Bediüzzaman’ın yaptığı izahlarla verdiği örneklere bakınca, şehitliği sadece savaş ve çatışmalarda can verenlerle sınırlamayıp, çok daha kapsamlı bir çerçevede yorumladığını görüyoruz.
Bu bağlamda, “patent”i Said Nursî’ye ait olan manevî cihad kavramının altını özellikle çizmek gerekiyor. Manevî cihadda kılıç, top, tüfek yok; fikir ve kalem var.
Bu cihaddaki şehadet manası da ona göre şekilleniyor ve çok orijinal boyutlarıyla manevî şehitlik kavramı gündeme geliyor.
Aslında onun hayatında ve fikirlerinde cihadın her çeşidi mevcut.
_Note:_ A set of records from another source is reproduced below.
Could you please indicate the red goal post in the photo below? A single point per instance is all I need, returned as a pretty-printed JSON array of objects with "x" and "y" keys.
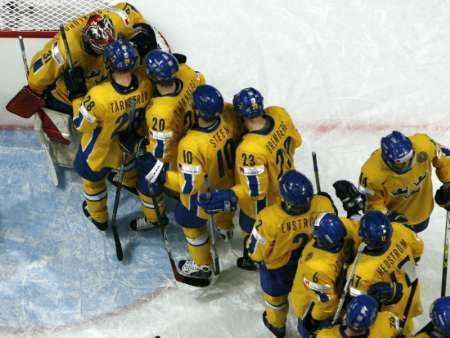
[{"x": 41, "y": 18}]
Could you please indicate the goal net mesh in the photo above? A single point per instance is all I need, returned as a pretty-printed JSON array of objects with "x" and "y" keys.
[{"x": 43, "y": 15}]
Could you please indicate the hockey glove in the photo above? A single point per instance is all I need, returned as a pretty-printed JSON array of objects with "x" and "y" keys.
[
  {"x": 144, "y": 38},
  {"x": 352, "y": 199},
  {"x": 75, "y": 82},
  {"x": 218, "y": 201},
  {"x": 395, "y": 216},
  {"x": 386, "y": 293},
  {"x": 128, "y": 140},
  {"x": 442, "y": 196}
]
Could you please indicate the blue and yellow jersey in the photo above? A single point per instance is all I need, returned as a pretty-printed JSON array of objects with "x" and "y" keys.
[
  {"x": 386, "y": 325},
  {"x": 169, "y": 117},
  {"x": 276, "y": 235},
  {"x": 317, "y": 282},
  {"x": 206, "y": 159},
  {"x": 103, "y": 113},
  {"x": 397, "y": 264},
  {"x": 261, "y": 158},
  {"x": 411, "y": 193},
  {"x": 48, "y": 65}
]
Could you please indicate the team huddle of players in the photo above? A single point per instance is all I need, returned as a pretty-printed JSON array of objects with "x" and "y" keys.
[{"x": 137, "y": 105}]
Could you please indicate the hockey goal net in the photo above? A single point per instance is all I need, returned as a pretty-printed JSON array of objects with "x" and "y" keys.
[{"x": 41, "y": 18}]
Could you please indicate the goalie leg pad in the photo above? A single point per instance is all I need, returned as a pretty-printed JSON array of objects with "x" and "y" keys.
[{"x": 25, "y": 103}]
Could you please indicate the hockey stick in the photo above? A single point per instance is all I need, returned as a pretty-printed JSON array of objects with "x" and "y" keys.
[
  {"x": 179, "y": 277},
  {"x": 66, "y": 46},
  {"x": 316, "y": 171},
  {"x": 212, "y": 233},
  {"x": 445, "y": 261},
  {"x": 361, "y": 248},
  {"x": 51, "y": 166},
  {"x": 119, "y": 251}
]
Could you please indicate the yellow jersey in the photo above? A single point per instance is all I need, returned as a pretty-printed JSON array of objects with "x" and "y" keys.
[
  {"x": 276, "y": 235},
  {"x": 317, "y": 281},
  {"x": 169, "y": 117},
  {"x": 48, "y": 65},
  {"x": 386, "y": 325},
  {"x": 396, "y": 264},
  {"x": 103, "y": 113},
  {"x": 261, "y": 158},
  {"x": 411, "y": 193},
  {"x": 206, "y": 159}
]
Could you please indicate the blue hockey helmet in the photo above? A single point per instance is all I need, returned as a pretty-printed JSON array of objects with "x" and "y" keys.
[
  {"x": 440, "y": 315},
  {"x": 329, "y": 231},
  {"x": 397, "y": 152},
  {"x": 249, "y": 103},
  {"x": 120, "y": 56},
  {"x": 208, "y": 102},
  {"x": 296, "y": 192},
  {"x": 375, "y": 230},
  {"x": 361, "y": 312},
  {"x": 161, "y": 67}
]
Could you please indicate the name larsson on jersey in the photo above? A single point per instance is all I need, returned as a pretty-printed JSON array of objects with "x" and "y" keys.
[
  {"x": 393, "y": 257},
  {"x": 277, "y": 135},
  {"x": 121, "y": 105}
]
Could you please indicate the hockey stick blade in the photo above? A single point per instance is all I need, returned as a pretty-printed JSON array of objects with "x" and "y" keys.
[{"x": 119, "y": 251}]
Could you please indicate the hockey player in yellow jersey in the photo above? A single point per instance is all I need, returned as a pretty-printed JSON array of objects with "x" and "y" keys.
[
  {"x": 168, "y": 117},
  {"x": 278, "y": 237},
  {"x": 362, "y": 319},
  {"x": 315, "y": 292},
  {"x": 439, "y": 327},
  {"x": 103, "y": 115},
  {"x": 397, "y": 178},
  {"x": 264, "y": 154},
  {"x": 386, "y": 269},
  {"x": 205, "y": 161}
]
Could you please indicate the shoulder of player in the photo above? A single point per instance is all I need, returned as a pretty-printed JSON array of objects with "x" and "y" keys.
[{"x": 423, "y": 143}]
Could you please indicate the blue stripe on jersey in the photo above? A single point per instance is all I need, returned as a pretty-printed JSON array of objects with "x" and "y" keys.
[
  {"x": 159, "y": 150},
  {"x": 252, "y": 245},
  {"x": 37, "y": 65},
  {"x": 188, "y": 184},
  {"x": 77, "y": 121},
  {"x": 253, "y": 185},
  {"x": 261, "y": 204}
]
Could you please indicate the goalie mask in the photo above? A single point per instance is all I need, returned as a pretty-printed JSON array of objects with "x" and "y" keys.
[{"x": 98, "y": 33}]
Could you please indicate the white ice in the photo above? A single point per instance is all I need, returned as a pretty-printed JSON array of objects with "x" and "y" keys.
[{"x": 349, "y": 72}]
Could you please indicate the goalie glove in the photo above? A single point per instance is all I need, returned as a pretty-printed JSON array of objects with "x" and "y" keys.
[
  {"x": 352, "y": 199},
  {"x": 75, "y": 82}
]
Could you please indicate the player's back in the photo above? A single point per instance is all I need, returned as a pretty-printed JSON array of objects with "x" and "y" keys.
[
  {"x": 290, "y": 232},
  {"x": 386, "y": 325},
  {"x": 169, "y": 117},
  {"x": 267, "y": 154},
  {"x": 397, "y": 263},
  {"x": 108, "y": 109}
]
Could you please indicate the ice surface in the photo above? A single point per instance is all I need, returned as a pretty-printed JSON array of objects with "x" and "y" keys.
[{"x": 348, "y": 71}]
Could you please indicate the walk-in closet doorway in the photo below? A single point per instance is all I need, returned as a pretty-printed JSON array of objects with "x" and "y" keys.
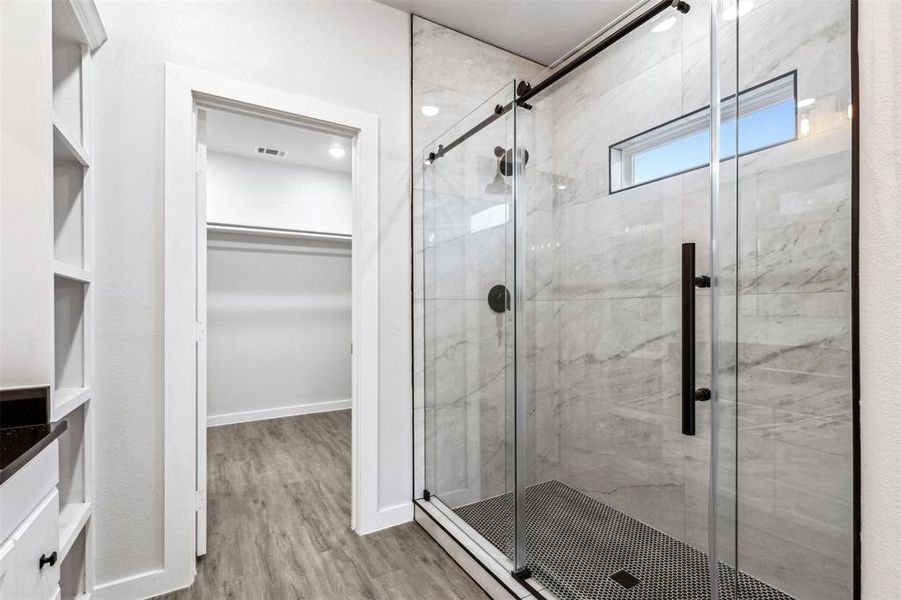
[
  {"x": 271, "y": 277},
  {"x": 275, "y": 202}
]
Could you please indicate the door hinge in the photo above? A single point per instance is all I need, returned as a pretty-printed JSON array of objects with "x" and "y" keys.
[
  {"x": 200, "y": 162},
  {"x": 199, "y": 331}
]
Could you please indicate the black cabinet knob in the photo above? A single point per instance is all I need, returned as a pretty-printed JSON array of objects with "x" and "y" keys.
[{"x": 47, "y": 560}]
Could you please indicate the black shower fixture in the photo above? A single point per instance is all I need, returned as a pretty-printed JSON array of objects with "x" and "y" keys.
[
  {"x": 505, "y": 161},
  {"x": 682, "y": 7}
]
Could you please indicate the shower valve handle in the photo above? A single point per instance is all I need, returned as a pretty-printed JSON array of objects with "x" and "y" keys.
[{"x": 690, "y": 394}]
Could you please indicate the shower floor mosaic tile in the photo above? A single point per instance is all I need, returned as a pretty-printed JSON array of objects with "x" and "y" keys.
[{"x": 576, "y": 543}]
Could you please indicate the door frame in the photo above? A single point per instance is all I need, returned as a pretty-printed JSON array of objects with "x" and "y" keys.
[{"x": 183, "y": 88}]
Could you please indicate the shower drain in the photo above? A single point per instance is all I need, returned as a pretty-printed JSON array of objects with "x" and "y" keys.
[{"x": 625, "y": 579}]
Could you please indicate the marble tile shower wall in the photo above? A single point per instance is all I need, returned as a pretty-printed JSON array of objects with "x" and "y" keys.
[
  {"x": 468, "y": 423},
  {"x": 612, "y": 295},
  {"x": 602, "y": 292}
]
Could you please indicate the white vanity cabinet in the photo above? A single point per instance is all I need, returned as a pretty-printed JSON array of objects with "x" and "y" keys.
[{"x": 29, "y": 552}]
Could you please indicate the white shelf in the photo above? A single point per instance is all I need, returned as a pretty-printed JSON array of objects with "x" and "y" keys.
[
  {"x": 65, "y": 400},
  {"x": 72, "y": 519},
  {"x": 66, "y": 146},
  {"x": 63, "y": 269},
  {"x": 78, "y": 22}
]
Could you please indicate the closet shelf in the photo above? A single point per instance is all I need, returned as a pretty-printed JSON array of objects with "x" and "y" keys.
[
  {"x": 72, "y": 518},
  {"x": 65, "y": 400},
  {"x": 63, "y": 269},
  {"x": 66, "y": 146},
  {"x": 274, "y": 232}
]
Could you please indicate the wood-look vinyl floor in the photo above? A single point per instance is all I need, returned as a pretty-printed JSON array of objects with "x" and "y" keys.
[{"x": 279, "y": 523}]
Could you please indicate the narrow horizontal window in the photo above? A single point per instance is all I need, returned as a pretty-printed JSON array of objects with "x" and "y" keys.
[{"x": 767, "y": 117}]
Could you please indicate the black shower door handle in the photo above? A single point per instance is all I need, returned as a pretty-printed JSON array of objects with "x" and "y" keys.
[{"x": 690, "y": 394}]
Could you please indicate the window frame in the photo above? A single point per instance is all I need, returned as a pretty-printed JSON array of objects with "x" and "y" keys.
[{"x": 621, "y": 154}]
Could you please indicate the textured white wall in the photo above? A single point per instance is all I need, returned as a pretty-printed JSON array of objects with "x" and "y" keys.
[
  {"x": 257, "y": 192},
  {"x": 278, "y": 326},
  {"x": 880, "y": 296},
  {"x": 354, "y": 53},
  {"x": 25, "y": 145}
]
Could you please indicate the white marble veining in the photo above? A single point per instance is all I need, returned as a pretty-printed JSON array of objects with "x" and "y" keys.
[{"x": 603, "y": 355}]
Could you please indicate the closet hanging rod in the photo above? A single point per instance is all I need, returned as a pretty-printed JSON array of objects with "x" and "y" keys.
[{"x": 276, "y": 232}]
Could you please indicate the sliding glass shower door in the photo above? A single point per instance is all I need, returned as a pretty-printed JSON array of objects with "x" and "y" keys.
[
  {"x": 636, "y": 300},
  {"x": 468, "y": 183}
]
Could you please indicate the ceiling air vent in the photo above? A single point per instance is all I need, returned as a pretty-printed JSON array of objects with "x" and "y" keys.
[{"x": 270, "y": 152}]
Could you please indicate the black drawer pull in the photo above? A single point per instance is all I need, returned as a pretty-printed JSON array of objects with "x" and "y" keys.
[{"x": 47, "y": 560}]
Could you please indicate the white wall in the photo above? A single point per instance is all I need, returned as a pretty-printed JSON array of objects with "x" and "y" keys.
[
  {"x": 278, "y": 327},
  {"x": 880, "y": 296},
  {"x": 354, "y": 53},
  {"x": 25, "y": 219},
  {"x": 265, "y": 193}
]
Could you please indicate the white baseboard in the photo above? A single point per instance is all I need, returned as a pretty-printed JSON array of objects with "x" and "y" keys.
[
  {"x": 275, "y": 413},
  {"x": 142, "y": 585},
  {"x": 387, "y": 517}
]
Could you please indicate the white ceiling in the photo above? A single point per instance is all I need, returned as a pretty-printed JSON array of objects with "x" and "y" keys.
[
  {"x": 541, "y": 30},
  {"x": 240, "y": 135}
]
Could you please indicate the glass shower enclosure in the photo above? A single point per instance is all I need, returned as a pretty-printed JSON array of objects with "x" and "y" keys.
[{"x": 637, "y": 359}]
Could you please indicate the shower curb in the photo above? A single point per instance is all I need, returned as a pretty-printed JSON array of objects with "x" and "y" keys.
[{"x": 498, "y": 584}]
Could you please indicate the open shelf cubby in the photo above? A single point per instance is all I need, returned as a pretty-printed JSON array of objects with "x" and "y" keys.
[
  {"x": 75, "y": 500},
  {"x": 69, "y": 342},
  {"x": 77, "y": 32},
  {"x": 72, "y": 573},
  {"x": 68, "y": 211}
]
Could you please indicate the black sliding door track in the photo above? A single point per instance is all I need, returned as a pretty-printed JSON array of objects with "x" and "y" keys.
[{"x": 525, "y": 91}]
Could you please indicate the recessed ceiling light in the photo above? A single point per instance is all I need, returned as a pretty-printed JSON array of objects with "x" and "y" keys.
[
  {"x": 664, "y": 25},
  {"x": 738, "y": 8}
]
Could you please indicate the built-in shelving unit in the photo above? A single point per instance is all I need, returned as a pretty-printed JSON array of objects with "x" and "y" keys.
[{"x": 77, "y": 33}]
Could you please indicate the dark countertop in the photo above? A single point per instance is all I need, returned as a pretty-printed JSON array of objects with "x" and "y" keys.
[{"x": 18, "y": 445}]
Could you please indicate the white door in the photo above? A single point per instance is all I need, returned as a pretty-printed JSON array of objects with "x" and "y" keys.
[{"x": 200, "y": 171}]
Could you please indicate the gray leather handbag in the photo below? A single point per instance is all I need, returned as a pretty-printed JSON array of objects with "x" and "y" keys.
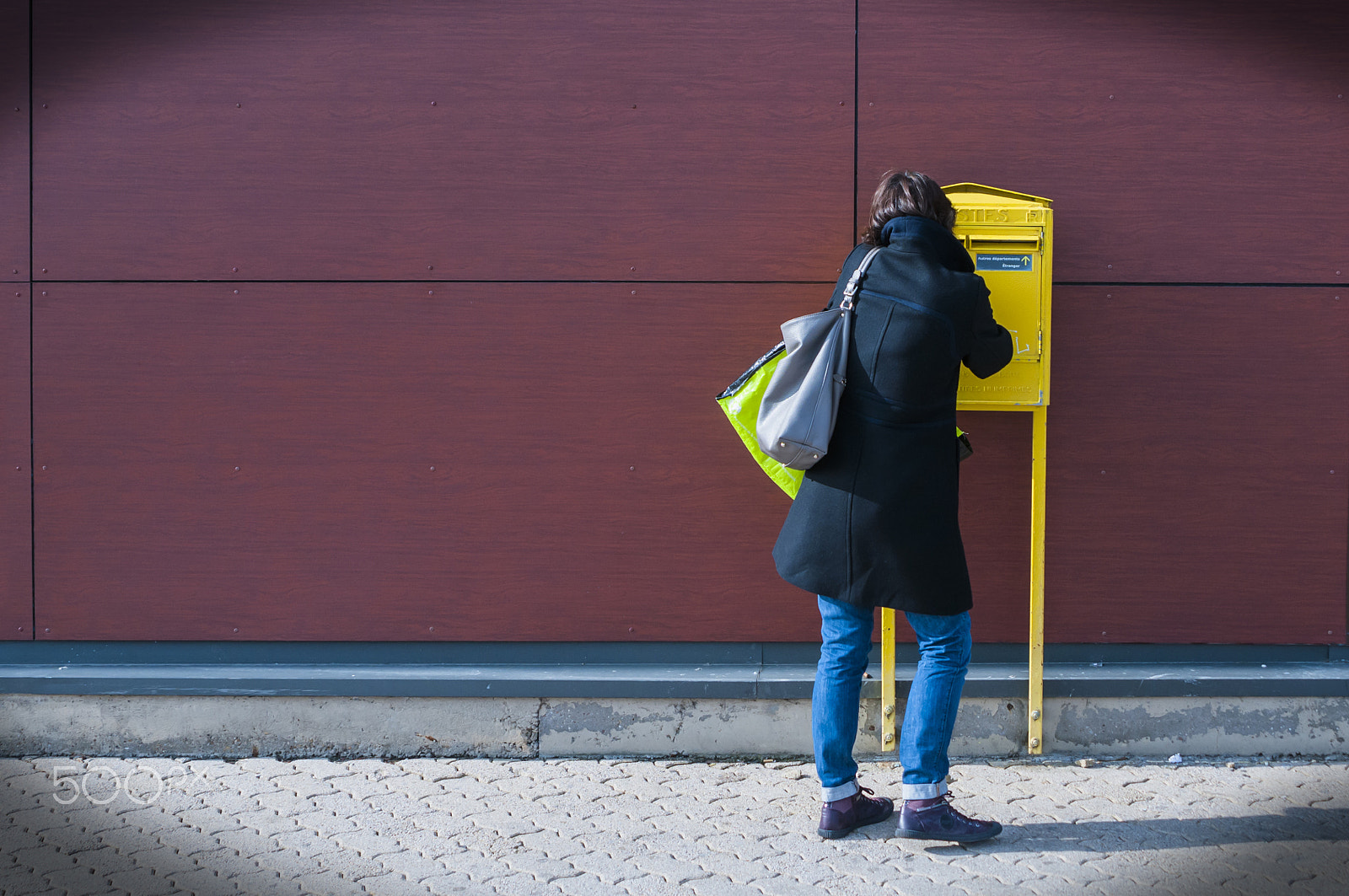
[{"x": 802, "y": 400}]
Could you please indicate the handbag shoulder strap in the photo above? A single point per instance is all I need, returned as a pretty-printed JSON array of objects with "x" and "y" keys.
[{"x": 850, "y": 290}]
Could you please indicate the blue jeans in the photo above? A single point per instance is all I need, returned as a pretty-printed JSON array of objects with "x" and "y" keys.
[{"x": 928, "y": 718}]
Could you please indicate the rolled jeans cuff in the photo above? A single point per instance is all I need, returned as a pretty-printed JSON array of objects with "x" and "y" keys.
[
  {"x": 841, "y": 792},
  {"x": 922, "y": 791}
]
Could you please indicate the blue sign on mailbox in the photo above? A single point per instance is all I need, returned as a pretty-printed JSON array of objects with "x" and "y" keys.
[{"x": 1002, "y": 262}]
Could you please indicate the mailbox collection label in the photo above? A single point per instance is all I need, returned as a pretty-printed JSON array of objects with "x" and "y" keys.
[{"x": 986, "y": 262}]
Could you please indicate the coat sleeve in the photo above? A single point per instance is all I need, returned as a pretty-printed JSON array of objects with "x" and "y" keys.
[{"x": 991, "y": 345}]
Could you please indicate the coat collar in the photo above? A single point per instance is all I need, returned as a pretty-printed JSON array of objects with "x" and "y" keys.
[{"x": 915, "y": 233}]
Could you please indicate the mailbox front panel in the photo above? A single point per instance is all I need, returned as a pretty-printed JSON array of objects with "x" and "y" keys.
[{"x": 1009, "y": 239}]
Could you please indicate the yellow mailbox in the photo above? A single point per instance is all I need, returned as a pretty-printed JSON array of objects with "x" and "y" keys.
[{"x": 1011, "y": 239}]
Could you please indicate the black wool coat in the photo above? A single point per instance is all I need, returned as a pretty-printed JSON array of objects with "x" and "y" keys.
[{"x": 874, "y": 523}]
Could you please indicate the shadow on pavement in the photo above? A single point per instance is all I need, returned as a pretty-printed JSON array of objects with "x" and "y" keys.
[{"x": 1295, "y": 824}]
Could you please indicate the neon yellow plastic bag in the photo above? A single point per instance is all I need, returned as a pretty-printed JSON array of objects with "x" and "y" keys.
[{"x": 741, "y": 401}]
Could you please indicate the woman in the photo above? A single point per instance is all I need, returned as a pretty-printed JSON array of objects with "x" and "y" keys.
[{"x": 874, "y": 523}]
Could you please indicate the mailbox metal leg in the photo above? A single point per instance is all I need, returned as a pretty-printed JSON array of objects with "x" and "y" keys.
[
  {"x": 889, "y": 740},
  {"x": 1035, "y": 740}
]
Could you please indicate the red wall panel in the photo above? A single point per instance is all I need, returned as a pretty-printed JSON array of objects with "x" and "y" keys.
[
  {"x": 368, "y": 462},
  {"x": 13, "y": 141},
  {"x": 1198, "y": 464},
  {"x": 429, "y": 141},
  {"x": 1180, "y": 142},
  {"x": 15, "y": 469}
]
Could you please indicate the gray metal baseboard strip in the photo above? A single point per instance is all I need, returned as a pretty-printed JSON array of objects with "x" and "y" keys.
[{"x": 676, "y": 680}]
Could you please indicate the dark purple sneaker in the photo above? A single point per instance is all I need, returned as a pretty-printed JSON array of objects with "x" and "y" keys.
[
  {"x": 935, "y": 819},
  {"x": 843, "y": 817}
]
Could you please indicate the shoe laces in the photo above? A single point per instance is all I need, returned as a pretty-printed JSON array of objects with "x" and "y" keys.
[{"x": 944, "y": 801}]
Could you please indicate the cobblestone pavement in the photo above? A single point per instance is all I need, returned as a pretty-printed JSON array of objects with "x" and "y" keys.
[{"x": 580, "y": 828}]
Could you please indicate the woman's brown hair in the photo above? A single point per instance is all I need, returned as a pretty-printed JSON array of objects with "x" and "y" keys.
[{"x": 907, "y": 193}]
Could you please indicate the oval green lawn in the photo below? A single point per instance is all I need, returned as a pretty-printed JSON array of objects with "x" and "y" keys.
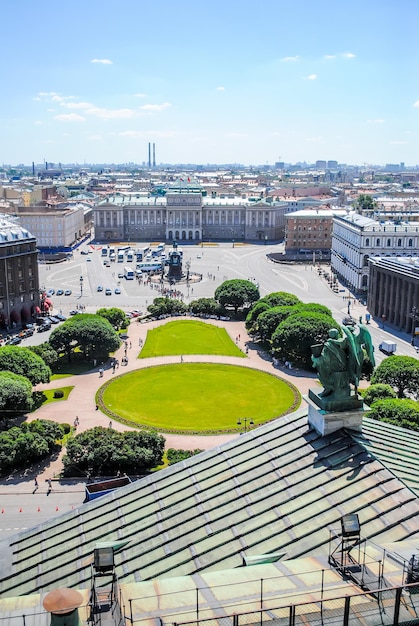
[
  {"x": 197, "y": 397},
  {"x": 188, "y": 337}
]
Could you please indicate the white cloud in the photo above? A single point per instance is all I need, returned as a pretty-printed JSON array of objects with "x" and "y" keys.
[
  {"x": 70, "y": 117},
  {"x": 102, "y": 61},
  {"x": 111, "y": 114},
  {"x": 156, "y": 107},
  {"x": 289, "y": 59}
]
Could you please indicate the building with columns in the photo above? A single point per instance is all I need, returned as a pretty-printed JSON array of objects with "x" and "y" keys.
[
  {"x": 187, "y": 216},
  {"x": 394, "y": 291},
  {"x": 357, "y": 238}
]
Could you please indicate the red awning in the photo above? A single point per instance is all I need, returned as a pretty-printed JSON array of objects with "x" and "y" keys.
[{"x": 14, "y": 317}]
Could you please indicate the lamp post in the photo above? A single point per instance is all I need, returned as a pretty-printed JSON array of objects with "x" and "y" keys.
[
  {"x": 246, "y": 420},
  {"x": 414, "y": 317}
]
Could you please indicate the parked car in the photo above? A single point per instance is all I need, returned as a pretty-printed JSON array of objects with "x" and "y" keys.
[
  {"x": 15, "y": 340},
  {"x": 44, "y": 327}
]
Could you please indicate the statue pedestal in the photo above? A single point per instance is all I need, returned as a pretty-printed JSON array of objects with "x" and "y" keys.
[{"x": 328, "y": 421}]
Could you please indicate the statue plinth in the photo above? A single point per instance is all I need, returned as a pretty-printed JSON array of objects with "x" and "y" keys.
[
  {"x": 335, "y": 402},
  {"x": 326, "y": 421}
]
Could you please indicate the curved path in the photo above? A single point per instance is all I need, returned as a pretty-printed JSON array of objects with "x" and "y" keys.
[{"x": 81, "y": 402}]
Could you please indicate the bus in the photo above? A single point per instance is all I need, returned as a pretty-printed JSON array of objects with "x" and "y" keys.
[
  {"x": 150, "y": 266},
  {"x": 128, "y": 273}
]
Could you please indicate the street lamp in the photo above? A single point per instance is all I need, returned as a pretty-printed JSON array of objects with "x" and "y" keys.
[
  {"x": 414, "y": 317},
  {"x": 246, "y": 420}
]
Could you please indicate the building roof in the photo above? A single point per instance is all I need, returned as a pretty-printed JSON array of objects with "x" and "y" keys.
[{"x": 279, "y": 488}]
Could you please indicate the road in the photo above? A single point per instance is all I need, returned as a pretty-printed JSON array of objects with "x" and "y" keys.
[{"x": 215, "y": 263}]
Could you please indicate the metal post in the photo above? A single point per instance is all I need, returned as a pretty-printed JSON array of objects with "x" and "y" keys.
[
  {"x": 397, "y": 606},
  {"x": 346, "y": 611}
]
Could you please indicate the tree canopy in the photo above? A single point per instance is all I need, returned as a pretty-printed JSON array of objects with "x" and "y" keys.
[
  {"x": 403, "y": 413},
  {"x": 401, "y": 373},
  {"x": 293, "y": 338},
  {"x": 104, "y": 451},
  {"x": 91, "y": 334},
  {"x": 15, "y": 394},
  {"x": 377, "y": 392},
  {"x": 21, "y": 446},
  {"x": 237, "y": 293},
  {"x": 25, "y": 362}
]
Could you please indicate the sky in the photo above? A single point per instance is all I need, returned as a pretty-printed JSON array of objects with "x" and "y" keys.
[{"x": 209, "y": 81}]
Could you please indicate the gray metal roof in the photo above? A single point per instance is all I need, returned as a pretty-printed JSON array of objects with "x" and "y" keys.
[{"x": 278, "y": 488}]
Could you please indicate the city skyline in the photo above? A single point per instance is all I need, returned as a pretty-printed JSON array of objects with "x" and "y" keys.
[{"x": 219, "y": 83}]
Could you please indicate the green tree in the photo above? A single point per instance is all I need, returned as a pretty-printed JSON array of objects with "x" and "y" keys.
[
  {"x": 104, "y": 451},
  {"x": 51, "y": 432},
  {"x": 15, "y": 394},
  {"x": 24, "y": 362},
  {"x": 116, "y": 317},
  {"x": 237, "y": 293},
  {"x": 269, "y": 321},
  {"x": 91, "y": 334},
  {"x": 252, "y": 317},
  {"x": 294, "y": 337},
  {"x": 401, "y": 373},
  {"x": 46, "y": 352},
  {"x": 400, "y": 412},
  {"x": 377, "y": 392},
  {"x": 281, "y": 298}
]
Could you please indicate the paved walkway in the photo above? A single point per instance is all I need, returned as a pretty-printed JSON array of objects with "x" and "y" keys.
[{"x": 81, "y": 402}]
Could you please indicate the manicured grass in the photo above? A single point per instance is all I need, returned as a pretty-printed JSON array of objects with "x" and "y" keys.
[
  {"x": 197, "y": 397},
  {"x": 188, "y": 337}
]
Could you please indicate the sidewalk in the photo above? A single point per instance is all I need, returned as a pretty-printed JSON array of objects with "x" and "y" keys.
[{"x": 82, "y": 403}]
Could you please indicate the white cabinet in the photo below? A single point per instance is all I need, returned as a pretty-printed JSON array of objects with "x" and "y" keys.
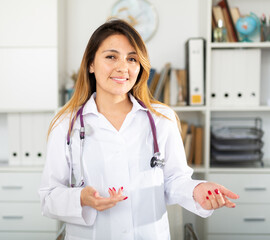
[
  {"x": 251, "y": 215},
  {"x": 20, "y": 209},
  {"x": 249, "y": 220},
  {"x": 29, "y": 79},
  {"x": 28, "y": 23},
  {"x": 29, "y": 55}
]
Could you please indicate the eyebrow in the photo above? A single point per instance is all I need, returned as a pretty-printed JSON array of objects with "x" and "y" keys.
[{"x": 115, "y": 51}]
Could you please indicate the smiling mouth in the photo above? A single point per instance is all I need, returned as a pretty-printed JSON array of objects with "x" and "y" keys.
[{"x": 119, "y": 80}]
Meselâ, Rus işgaline ve Ermeni çetecilere karşı vatan müdafaası için maddî cihada koşar ve bu savaşta Ubeyd başta olmak üzere birçok talebesi şehit düşerken, ilim, eğitim, ekonomi gibi alanlardaki çalışmaların da cihad anlayışı içinde yapılması gereğini vurguluyor.
“Bizim düşmanımız cehalet, zaruret, ihtilâftır; bu üç düşmana karşı san’at, marifet, ittifak silahıyla cihad edeceğiz” sözü, bunun en veciz ve manidar ifadelerinden biri.
Esaret sonrasında döndüğü İstanbul kısa süre sonra İngiliz işgaline maruz kaldığında neşrettiği Hutuvat-ı Sitte kitapçığı ise, düşmana karşı verilen cihadda çok güzel ve çarpıcı bir “propaganda” örneği.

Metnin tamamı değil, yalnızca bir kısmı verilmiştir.